Despite modern-day claims of empowerment — that if a woman chooses to strip, she’s strong for making it her choice — the eroticized display of female bodies is founded upon millennia-old traumatic legacies rooted in economized patriarchy, chattel marriage and slavery. Through all the debasing treatment they endure as strippers, Ramona, Destiny and the others never seriously question the legitimacy of their chosen profession. Sure they like making money and feeling snatched when they try on their designer bags — but why must women seek empowerment through the commodification of their bodies?
And why must their business-savvy stem from the manipulation of men’s power? A stripper’s prosperity is always dependent upon that of the men who patronize them. Does tricking men render the women powerful, or just make them that much more dependent?
In spite of such concerns, it’s hard not to be taken in by the lifestyle that has these very charming people so completely entranced. That may be Hustlers’ most sinister accomplishment: its ability, like Ramona, to persuade its audience to go along for the ride. In the final scene of the pre-Recession days, Usher, as himself, visits the strip club. Delighted, all of the dancers rush onstage and perform for him en masse — a throb of flesh and glitter to match their love for the adorable heartthrob.
At one point, Lopez, as Ramona, bends down, leans close to his ear and asks, “What’s your name, baby?”
The singer grins at her.

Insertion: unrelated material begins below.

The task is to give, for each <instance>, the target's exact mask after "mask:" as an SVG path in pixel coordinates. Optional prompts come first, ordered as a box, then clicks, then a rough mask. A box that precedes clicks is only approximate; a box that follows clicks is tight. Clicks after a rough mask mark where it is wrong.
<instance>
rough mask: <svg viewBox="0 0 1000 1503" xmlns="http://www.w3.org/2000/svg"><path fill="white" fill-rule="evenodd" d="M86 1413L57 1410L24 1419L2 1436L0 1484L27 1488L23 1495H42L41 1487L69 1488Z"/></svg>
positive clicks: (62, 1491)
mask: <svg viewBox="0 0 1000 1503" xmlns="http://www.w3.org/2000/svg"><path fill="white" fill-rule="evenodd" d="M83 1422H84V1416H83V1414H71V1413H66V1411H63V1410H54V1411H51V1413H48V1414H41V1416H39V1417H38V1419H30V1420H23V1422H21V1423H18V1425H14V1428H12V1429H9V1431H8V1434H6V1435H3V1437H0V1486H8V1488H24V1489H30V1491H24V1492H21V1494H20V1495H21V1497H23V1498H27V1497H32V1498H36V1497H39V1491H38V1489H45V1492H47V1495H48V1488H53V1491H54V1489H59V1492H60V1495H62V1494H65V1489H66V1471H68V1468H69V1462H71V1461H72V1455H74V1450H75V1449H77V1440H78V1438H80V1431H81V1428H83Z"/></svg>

Of course you know who I am, he could be thinking. Not only am I famous — I’m pretty sure you’re famous, too.
But he plays along; this is a movie after all, and as of this scene, they’ve never met.
“I’m Usher,” he says. And then he takes Lopez in his arms and carries her offstage.
Everybody laughs. The strip club has become a playground; there’s no room for anything here but fun and happiness. I don’t blame the future Destiny for her conflicted feelings when she looks back on these past events: even with all that’s been lost, even after all the trouble that’s gone down, it’s pretty hard to forget what a good time we all had.